Mid-year rate adjustment.
Ch. PSC 116 Note
Note: Chapter PSC 116 as it existed on February 28, 2011 was repealed and a new Chapter PSC 116 was created effective March 1, 2011.
PSC 116.01 Definitions.
In this chapter:
“Annual fuel cost" means actual fuel cost over a plan year.
“Annual native system requirement" means the native system requirement in megawatthours over a plan year.
“Associated transmission service" means the cost of transmission service incurred outside a utility's transmission organization, but not any cost associated with a purchased power contract the utility uses to meet its planning reserve requirement.
“Average annual fuel cost" means the annual fuel cost divided by the annual native system requirement.
“Capacity" means the continuous load–carrying ability of electric generation expressed in megawatts.
“Commission" means the public service commission.
“Energy" means the amount of electric generation over a period of time, expressed in megawatthours.
“Energy market purchase" means the cost of purchasing energy or capacity, or both, used to supply electricity to a customer served by the utility. The cost includes marginal energy price, associated transmission service and transmission losses and congestion. The cost excludes capacity or associated transmission service purchased to satisfy a utility's planning reserve margin, as defined in s. PSC 117.03 (16)
“Energy market sale" means an opportunity sale, as defined in s. PSC 117.03 (14)
, whether it is an in-state or out-of-state sale. The revenue from an energy market sale includes marginal energy prices, transmission loss, congestion, associated transmission service, and any other revenue resulting from the sale.
“Excess revenues" means revenues in the plan year that provide a utility with a greater return on common equity than authorized by the commission. For the plan year, the following costs and revenues are not included in the calculation of actual return on common equity for the utility:
Charitable contributions and other donations not related to providing utility service.
Earnings or losses from the operation of non-utility assets and gains or losses on the sale of non-utility assets.
Earnings, dividends, or distributions from any ownership interest that a utility may hold in a transmission company, as defined in s. 196.485 (1) (ge)
, Stats., and any gains or profits a utility may receive from the sale or other disposition of securities issued by a transmission company.
“Fuel" means all of the following used to generate electricity:
Any other type of material converted to electric energy, including biomass.
“Native system requirement" means the actual energy sold to customers, energy used by the utility, and line losses. In this subsection, “line losses" means the loss of energy in the operation of an electric system primarily attributable to the energy's transformation to waste heat in electric conductors and apparatus. “Native system requirement" does not include energy market sales.
“Plan year" means the 12-month period identified in a fuel cost plan.
“Transmission organization" means a transmission organization, as defined in 18 CFR 39.1
(in effect on March 1, 2011, that is used by a utility to serve Wisconsin retail customers.
PSC 116.01 History
History: CR 08-070: cr. Register February 2011 No. 662, eff. 3-1-11. PSC 116.02(1)

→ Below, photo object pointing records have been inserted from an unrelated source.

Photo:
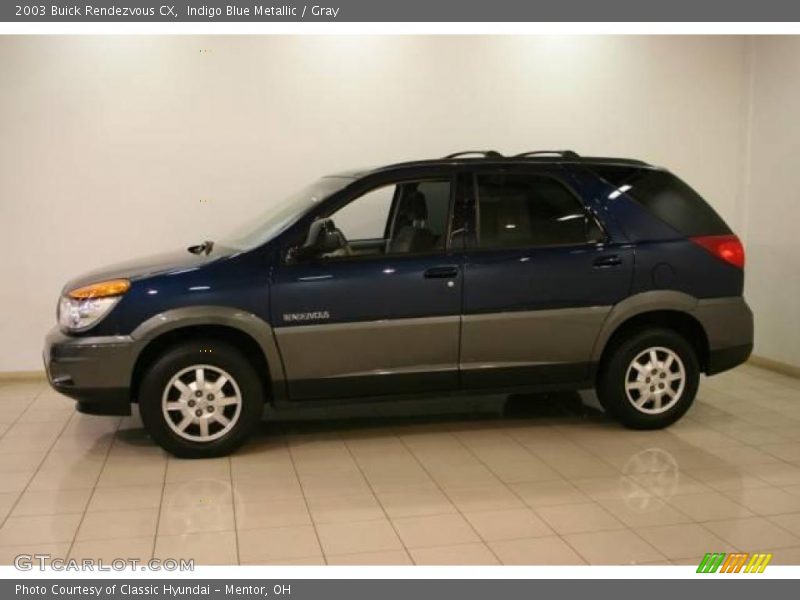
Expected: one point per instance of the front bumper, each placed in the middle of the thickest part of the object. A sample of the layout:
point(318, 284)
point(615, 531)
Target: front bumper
point(95, 371)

For any month or longer period of time, a utility shall calculate fuel cost as the net of the costs and credits for all of the following during the time period:
Voluntary curtailable load program, including any payment made to a retail customer under a tariff authorized under s. 196.192 (2) (a)
Direct load control program. In this paragraph, “direct load control program" means an event-based, payment-to-customers program under which a utility pays a firm customer to reduce its electric demand when system constraints threaten reliable service. The cost of a direct load control program includes all associated costs except any associated equipment cost or standard monthly credit.
Any tools to manage fuel cost price risk implemented under a risk management plan approved by the commission and included in the fuel cost plan.
Emission allowances, including allowances for sulfur dioxide and carbon dioxide.
If a utility uses a transmission organization to transact an energy market purchase, the utility shall calculate the cost of associated transmission service for that purchase as the sum of the cost of all of the following:
Financial transmission rights or similar related instruments transacted under a risk management plan approved by the commission.
Other transmission organization energy market charges and credits included in an approved fuel cost plan.
The cost of associated transmission service does not include charges for network transmission service.
PSC 116.02 History
History: CR 08-070: cr. Register February 2011 No. 662, eff. 3-1-11.